Thanks to a gift from her family, Wofford holds Tolbert’s works in the permanent collection. The college has the largest collection of Tolbert’s work with more than 300 pieces.
Tolbert, active from the 1930s through the mid-1950s, studied under Lamar Dodd, namesake of the University of Georgia’s Lamar Dodd School of Art. Until recently, Tolbert has been largely unknown because she rarely showed her works and was not interested in selling them either. Wofford College became the largest holder of her art in 2011 when two generations of Tolberts donated nearly the entire life-work corpus — including paintings in oil, watercolor and gouache as well as drawings, prints, jewelry and ceramics — to the college’s permanent collection. The Gibbes Museum of Art in Charleston, S.C., and Hargrett Rare Book and Manuscript Library at the University of Georgia also hold examples of her work.
“Tolbert’s work explored Southern landscapes, still life, portraits and genre scenes, including an emphasis on the urban realism of African Americans who lives in the south during the 1940s and 1950s,” says Dr. Youmi Efurd, Wofford’s curator and coordinator of the Tolbert restoration project. “We appreciate this opportunity through the NEH to improve our ability to preserve and care for this significant collection.”
Wofford students in the arts have been studying Tolbert and her works since the college gained the collection.
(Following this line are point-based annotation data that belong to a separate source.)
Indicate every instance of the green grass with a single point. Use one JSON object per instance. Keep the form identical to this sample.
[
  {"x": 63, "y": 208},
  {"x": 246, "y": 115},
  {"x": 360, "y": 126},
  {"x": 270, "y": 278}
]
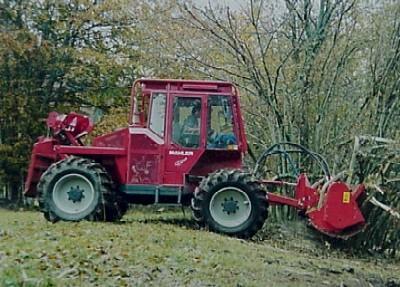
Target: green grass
[{"x": 164, "y": 248}]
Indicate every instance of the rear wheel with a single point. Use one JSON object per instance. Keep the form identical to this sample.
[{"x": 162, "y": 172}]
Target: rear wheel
[
  {"x": 230, "y": 202},
  {"x": 76, "y": 188}
]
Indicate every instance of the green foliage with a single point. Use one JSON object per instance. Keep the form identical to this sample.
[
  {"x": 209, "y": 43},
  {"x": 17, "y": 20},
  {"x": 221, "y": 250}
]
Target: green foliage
[{"x": 56, "y": 55}]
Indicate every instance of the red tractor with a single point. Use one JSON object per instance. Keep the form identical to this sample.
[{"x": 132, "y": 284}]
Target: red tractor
[{"x": 184, "y": 144}]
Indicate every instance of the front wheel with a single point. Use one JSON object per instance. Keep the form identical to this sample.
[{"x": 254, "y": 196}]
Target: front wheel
[
  {"x": 78, "y": 188},
  {"x": 230, "y": 202}
]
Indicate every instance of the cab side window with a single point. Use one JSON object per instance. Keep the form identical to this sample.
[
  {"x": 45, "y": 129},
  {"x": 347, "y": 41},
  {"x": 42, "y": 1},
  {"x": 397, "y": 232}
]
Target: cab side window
[
  {"x": 220, "y": 128},
  {"x": 157, "y": 113},
  {"x": 186, "y": 122}
]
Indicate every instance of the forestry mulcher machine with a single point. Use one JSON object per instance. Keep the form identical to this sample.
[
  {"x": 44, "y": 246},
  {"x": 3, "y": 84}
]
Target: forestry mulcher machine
[{"x": 184, "y": 144}]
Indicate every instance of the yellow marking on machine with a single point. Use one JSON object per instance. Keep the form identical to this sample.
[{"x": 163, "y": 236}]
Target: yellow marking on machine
[{"x": 346, "y": 197}]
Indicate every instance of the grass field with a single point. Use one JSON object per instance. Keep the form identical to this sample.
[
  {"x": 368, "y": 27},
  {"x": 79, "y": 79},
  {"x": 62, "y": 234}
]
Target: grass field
[{"x": 153, "y": 247}]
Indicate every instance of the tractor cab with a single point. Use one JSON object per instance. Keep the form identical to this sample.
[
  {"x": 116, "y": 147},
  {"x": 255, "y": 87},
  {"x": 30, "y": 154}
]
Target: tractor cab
[{"x": 183, "y": 129}]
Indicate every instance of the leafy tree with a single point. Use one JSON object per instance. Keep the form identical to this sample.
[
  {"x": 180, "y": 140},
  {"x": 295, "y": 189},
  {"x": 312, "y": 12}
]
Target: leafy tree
[{"x": 57, "y": 55}]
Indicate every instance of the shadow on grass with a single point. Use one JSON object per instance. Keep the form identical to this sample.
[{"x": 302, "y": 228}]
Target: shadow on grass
[{"x": 178, "y": 219}]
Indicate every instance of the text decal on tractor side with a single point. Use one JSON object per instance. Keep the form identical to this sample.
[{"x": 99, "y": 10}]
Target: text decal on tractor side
[{"x": 184, "y": 143}]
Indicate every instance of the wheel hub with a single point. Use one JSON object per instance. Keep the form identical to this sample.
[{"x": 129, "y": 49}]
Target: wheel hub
[
  {"x": 75, "y": 194},
  {"x": 230, "y": 205}
]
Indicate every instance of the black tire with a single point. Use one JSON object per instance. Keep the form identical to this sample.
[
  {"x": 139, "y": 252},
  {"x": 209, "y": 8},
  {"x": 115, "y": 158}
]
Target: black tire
[
  {"x": 239, "y": 182},
  {"x": 104, "y": 204}
]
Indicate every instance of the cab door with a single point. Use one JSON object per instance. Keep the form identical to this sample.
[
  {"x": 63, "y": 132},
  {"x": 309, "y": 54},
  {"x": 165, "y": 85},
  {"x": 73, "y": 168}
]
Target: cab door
[
  {"x": 147, "y": 145},
  {"x": 185, "y": 140}
]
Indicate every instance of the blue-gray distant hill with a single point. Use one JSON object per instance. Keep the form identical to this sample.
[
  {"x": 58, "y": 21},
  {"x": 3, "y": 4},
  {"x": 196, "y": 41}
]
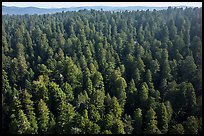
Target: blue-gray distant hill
[{"x": 33, "y": 10}]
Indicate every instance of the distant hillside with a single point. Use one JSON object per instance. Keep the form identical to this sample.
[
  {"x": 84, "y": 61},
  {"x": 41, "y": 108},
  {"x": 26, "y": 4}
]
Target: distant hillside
[{"x": 34, "y": 10}]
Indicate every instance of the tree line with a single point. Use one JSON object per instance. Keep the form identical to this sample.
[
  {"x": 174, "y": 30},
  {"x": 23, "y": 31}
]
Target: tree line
[{"x": 103, "y": 72}]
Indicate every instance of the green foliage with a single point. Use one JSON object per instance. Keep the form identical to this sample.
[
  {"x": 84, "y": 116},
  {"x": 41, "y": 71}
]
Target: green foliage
[{"x": 103, "y": 72}]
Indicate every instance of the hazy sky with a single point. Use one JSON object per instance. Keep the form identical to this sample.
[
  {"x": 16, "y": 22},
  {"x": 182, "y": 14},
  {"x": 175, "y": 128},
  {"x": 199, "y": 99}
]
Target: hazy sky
[{"x": 78, "y": 4}]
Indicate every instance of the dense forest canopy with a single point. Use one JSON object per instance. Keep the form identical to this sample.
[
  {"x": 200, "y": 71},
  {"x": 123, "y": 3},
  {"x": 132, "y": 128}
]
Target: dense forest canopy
[{"x": 103, "y": 72}]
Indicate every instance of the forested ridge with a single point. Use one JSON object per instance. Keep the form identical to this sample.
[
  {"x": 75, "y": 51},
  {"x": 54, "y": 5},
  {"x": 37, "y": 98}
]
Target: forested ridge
[{"x": 103, "y": 72}]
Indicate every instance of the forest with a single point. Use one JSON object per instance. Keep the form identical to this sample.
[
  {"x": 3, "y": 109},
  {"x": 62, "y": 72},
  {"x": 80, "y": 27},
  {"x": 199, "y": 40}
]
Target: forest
[{"x": 103, "y": 72}]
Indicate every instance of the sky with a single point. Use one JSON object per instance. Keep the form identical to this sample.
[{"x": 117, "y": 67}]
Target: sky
[{"x": 80, "y": 4}]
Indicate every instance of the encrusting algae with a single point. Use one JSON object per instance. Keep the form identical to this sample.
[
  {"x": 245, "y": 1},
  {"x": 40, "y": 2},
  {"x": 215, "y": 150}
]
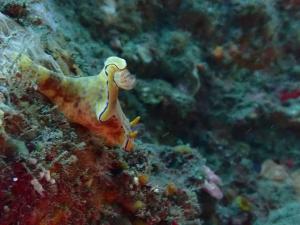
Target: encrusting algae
[{"x": 90, "y": 101}]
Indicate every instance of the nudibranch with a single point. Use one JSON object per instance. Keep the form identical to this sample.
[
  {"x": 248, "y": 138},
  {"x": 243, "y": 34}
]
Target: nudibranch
[{"x": 91, "y": 101}]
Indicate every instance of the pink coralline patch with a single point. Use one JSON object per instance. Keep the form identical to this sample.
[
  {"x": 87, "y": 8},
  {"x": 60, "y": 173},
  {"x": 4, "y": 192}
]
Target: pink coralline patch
[
  {"x": 287, "y": 95},
  {"x": 211, "y": 183}
]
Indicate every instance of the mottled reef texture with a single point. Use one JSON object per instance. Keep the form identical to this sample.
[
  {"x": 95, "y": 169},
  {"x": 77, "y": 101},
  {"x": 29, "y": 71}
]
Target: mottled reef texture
[{"x": 218, "y": 85}]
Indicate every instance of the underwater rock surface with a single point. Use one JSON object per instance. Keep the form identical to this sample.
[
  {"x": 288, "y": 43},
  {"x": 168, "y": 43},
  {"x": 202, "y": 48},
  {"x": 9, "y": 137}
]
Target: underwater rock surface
[{"x": 217, "y": 91}]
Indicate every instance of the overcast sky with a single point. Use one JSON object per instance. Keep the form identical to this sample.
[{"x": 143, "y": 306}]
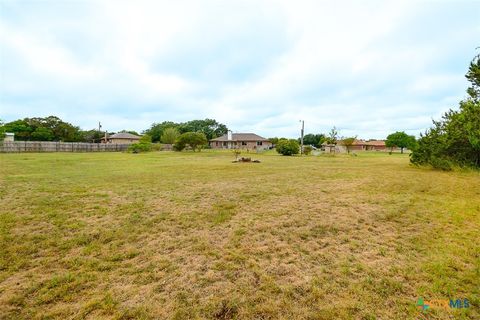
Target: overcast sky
[{"x": 367, "y": 67}]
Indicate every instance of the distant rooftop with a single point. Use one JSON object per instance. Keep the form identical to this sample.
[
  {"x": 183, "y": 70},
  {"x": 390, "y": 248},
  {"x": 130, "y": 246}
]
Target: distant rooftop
[
  {"x": 241, "y": 137},
  {"x": 123, "y": 135}
]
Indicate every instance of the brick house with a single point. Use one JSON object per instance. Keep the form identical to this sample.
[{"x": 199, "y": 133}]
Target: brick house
[
  {"x": 358, "y": 145},
  {"x": 249, "y": 141},
  {"x": 122, "y": 138}
]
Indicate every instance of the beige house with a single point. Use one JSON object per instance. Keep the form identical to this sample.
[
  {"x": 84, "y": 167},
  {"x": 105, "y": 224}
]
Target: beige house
[
  {"x": 358, "y": 145},
  {"x": 9, "y": 137},
  {"x": 249, "y": 141},
  {"x": 122, "y": 138}
]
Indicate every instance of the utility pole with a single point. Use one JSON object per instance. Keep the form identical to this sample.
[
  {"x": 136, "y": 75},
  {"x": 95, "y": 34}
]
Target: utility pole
[
  {"x": 301, "y": 136},
  {"x": 99, "y": 130}
]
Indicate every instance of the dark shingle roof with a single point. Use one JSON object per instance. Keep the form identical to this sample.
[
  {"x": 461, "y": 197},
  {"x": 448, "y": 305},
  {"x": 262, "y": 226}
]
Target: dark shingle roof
[
  {"x": 241, "y": 137},
  {"x": 123, "y": 135}
]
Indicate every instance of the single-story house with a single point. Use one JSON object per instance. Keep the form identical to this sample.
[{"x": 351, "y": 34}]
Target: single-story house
[
  {"x": 357, "y": 145},
  {"x": 9, "y": 137},
  {"x": 249, "y": 141},
  {"x": 122, "y": 138}
]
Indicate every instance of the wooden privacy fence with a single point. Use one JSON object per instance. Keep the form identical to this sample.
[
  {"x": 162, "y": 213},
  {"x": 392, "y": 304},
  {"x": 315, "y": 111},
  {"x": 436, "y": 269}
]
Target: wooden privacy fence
[{"x": 49, "y": 146}]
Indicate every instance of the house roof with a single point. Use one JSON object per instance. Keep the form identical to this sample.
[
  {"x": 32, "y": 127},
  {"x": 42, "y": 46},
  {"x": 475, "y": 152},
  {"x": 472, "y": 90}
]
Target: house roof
[
  {"x": 241, "y": 137},
  {"x": 378, "y": 143},
  {"x": 124, "y": 135}
]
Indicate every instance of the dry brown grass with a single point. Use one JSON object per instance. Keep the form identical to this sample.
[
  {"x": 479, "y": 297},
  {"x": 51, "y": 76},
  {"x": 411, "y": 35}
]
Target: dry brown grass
[{"x": 186, "y": 236}]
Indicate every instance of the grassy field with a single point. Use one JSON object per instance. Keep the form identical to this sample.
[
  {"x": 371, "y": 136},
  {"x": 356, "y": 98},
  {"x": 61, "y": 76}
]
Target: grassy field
[{"x": 192, "y": 236}]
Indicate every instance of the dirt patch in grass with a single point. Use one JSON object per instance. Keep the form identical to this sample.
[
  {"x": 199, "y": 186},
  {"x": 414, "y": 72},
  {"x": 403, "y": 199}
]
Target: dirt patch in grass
[{"x": 183, "y": 235}]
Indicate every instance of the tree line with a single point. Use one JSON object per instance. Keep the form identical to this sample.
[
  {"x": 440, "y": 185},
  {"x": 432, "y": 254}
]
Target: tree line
[{"x": 53, "y": 128}]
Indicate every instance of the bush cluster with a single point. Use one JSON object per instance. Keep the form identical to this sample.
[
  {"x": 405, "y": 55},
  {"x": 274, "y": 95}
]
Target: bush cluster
[
  {"x": 287, "y": 147},
  {"x": 455, "y": 139}
]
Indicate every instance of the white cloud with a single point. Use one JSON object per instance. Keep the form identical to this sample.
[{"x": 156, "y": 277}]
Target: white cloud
[{"x": 367, "y": 67}]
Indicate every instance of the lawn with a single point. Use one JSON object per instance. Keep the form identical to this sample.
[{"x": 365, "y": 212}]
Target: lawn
[{"x": 192, "y": 235}]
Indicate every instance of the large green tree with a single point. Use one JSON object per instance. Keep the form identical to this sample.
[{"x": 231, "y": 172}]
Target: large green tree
[
  {"x": 287, "y": 147},
  {"x": 347, "y": 143},
  {"x": 455, "y": 139},
  {"x": 169, "y": 135},
  {"x": 157, "y": 129},
  {"x": 46, "y": 129},
  {"x": 400, "y": 140},
  {"x": 210, "y": 127},
  {"x": 196, "y": 141}
]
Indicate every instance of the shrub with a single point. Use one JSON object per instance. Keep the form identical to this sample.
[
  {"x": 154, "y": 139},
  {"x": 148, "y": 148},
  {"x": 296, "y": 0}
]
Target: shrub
[
  {"x": 178, "y": 146},
  {"x": 195, "y": 140},
  {"x": 143, "y": 145},
  {"x": 139, "y": 147},
  {"x": 287, "y": 147},
  {"x": 455, "y": 139},
  {"x": 169, "y": 135}
]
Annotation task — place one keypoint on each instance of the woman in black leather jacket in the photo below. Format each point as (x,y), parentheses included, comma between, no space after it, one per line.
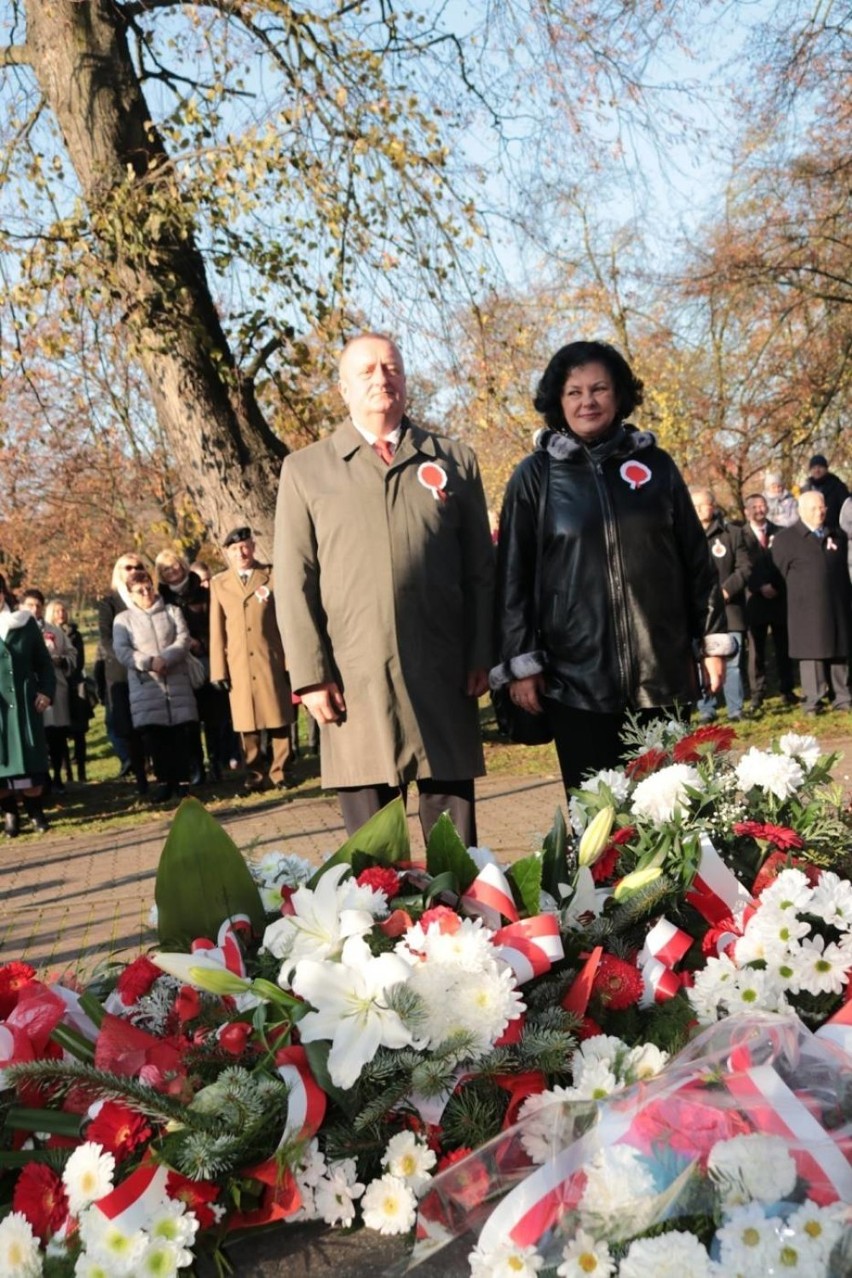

According to Julie Woodson, who wrote about Tolbert in “Art for All: The Artistic Journey of Julia Elizabeth Tolbert” for her senior honors art thesis in 2018: “While Julia Elizabeth Tolbert was a woman artist working during a pivotal time in the Southern regionalist movement, her work often reveals a more progressive outlook on the world, which was mirrored in her life as well. Much like other artists of her time, she was a white, native Southerner from a privileged, well-educated background. However, while many artists would idealize the South, curating an image of its serenity, traditions, and beauty, Tolbert would instead depict life as she saw it. At times, her work is beautiful and idealized, and at others, it reflects the tensions of the world, thus embracing and reflecting her own life experience. Underlining it all is her notion that art can be for all people.”
Tolbert wrote in her own thesis for her master’s program at the University of Georgia, “It is the art product that expands our horizon, perfects our perception, removes personal prejudice, and reveals ways of feeling and seeing other than our own.”